1838 : la naissance d’une erreur scientifique durable
Décrite pour la première fois en 1838 sous le nom de Limnonectes kuhlii, cette grenouille était considérée comme une espèce commune et bien connue des forêts tropicales de la région. Son aire de répartition s’étendait sur de vastes territoires sans que personne ne remette en question son unité taxonomique.
Il faut dire que les outils disponibles à l’époque — et pendant longtemps après — reposaient essentiellement sur l’observation morphologique. Or, ces grenouilles ne présentent pratiquement aucune différence visible d’un individu à l’autre. La classification semblait donc solide, presque indiscutable.
Quand le génome prend la parole
C’est en analysant l’ADN de spécimens collectés à plusieurs endroits de Bornéo que les chercheurs ont commencé à percevoir la réalité cachée derrière ces apparences trompeuses. Leur analyse a porté sur plus de 13 000 gènes issus du génome de ces amphibiens, une approche d’une précision sans commune mesure avec les méthodes traditionnelles.
Les résultats sont sans appel : ces grenouilles ne constituent pas une population homogène. Plusieurs lignées génétiques distinctes coexistent sous le même masque morphologique. Ce phénomène, que les biologistes appellent espèces cryptiques, est de plus en plus souvent mis en évidence grâce aux techniques modernes de séquençage génomique.
Publiée dans la revue Systematic Biology, l’étude précise que l’on peut raisonnablement distinguer environ six ou sept espèces différentes parmi ces populations. Les divergences génétiques observées oscillent entre 0,5 et 2 % du génome, une plage caractéristique d’un processus de spéciation encore en cours.
La spéciation : un chantier toujours ouvert
L’une des révélations les plus fascinantes de cette recherche concerne les échanges génétiques qui persistent entre certaines de ces lignées. Même en train de diverger, plusieurs populations continuent de se croiser occasionnellement, brouillant les frontières entre ce qu’on appelle une population et ce qu’on reconnaît comme une espèce à part entière.
Ce constat illustre une vérité fondamentale de l’évolution : la spéciation n’est pas un événement brutal et instantané.

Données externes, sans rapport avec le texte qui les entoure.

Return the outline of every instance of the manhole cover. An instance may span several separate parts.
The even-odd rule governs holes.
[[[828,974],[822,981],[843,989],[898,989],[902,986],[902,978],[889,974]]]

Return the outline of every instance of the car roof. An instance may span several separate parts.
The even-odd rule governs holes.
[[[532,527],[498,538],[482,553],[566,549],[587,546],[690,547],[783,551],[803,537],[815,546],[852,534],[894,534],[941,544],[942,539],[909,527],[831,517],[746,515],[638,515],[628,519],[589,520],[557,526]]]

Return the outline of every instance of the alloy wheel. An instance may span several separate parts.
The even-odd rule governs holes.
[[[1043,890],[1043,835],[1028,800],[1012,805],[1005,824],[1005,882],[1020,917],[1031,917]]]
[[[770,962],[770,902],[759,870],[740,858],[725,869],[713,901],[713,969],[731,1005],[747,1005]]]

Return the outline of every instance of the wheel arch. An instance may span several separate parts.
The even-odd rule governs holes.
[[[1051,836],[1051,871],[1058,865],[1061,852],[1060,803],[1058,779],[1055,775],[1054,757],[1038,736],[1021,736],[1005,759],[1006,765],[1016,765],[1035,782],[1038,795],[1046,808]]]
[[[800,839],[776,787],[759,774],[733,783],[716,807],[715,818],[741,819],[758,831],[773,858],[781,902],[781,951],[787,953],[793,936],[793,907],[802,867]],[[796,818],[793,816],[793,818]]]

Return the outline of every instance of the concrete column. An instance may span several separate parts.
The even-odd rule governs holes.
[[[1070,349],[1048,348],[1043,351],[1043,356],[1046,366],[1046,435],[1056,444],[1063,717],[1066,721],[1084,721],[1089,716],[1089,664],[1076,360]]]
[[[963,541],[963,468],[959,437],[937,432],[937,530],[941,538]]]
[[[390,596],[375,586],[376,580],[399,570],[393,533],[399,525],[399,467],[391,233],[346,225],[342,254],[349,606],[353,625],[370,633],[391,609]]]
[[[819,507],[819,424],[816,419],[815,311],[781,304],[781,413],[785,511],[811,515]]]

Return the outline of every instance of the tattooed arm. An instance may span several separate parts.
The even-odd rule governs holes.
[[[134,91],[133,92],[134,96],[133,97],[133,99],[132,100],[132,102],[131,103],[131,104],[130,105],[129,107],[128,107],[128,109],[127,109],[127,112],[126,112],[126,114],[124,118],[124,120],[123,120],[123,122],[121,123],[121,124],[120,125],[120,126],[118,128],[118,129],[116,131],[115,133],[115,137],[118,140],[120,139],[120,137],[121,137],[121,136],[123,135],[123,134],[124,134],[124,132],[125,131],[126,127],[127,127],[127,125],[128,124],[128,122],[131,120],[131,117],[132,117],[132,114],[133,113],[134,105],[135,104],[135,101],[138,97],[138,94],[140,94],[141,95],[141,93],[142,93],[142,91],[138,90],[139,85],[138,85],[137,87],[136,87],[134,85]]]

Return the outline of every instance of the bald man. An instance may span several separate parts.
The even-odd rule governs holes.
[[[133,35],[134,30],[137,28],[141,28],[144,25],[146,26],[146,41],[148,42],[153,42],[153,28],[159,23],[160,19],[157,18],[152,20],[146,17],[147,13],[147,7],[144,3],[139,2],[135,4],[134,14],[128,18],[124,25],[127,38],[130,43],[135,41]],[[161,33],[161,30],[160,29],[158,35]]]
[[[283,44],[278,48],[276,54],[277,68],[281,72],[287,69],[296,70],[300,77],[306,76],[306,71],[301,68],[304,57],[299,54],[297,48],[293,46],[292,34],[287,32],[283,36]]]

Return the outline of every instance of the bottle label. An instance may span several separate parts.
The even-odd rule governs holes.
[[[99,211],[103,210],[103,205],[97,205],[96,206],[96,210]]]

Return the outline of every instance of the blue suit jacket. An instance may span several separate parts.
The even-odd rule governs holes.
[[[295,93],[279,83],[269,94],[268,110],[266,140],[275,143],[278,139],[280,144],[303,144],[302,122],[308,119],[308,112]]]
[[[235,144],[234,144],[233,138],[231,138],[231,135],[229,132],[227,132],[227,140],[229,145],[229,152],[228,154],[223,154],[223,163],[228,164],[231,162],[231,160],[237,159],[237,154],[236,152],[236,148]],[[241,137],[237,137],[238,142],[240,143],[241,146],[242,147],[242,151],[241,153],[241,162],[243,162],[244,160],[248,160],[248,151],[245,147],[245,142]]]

C’est un processus lent, graduel, qui traverse des zones grises où les catégories biologiques deviennent floues et poreuses.
Les grenouilles à crocs de Bornéo nous rappellent ainsi que la biodiversité n’est pas un catalogue figé d’entités bien séparées. Elle est le reflet d’un vivant en perpétuel mouvement, où certaines espèces émergent encore lentement de populations à peine différenciées — sous nos yeux, mais hors de notre portée visuelle.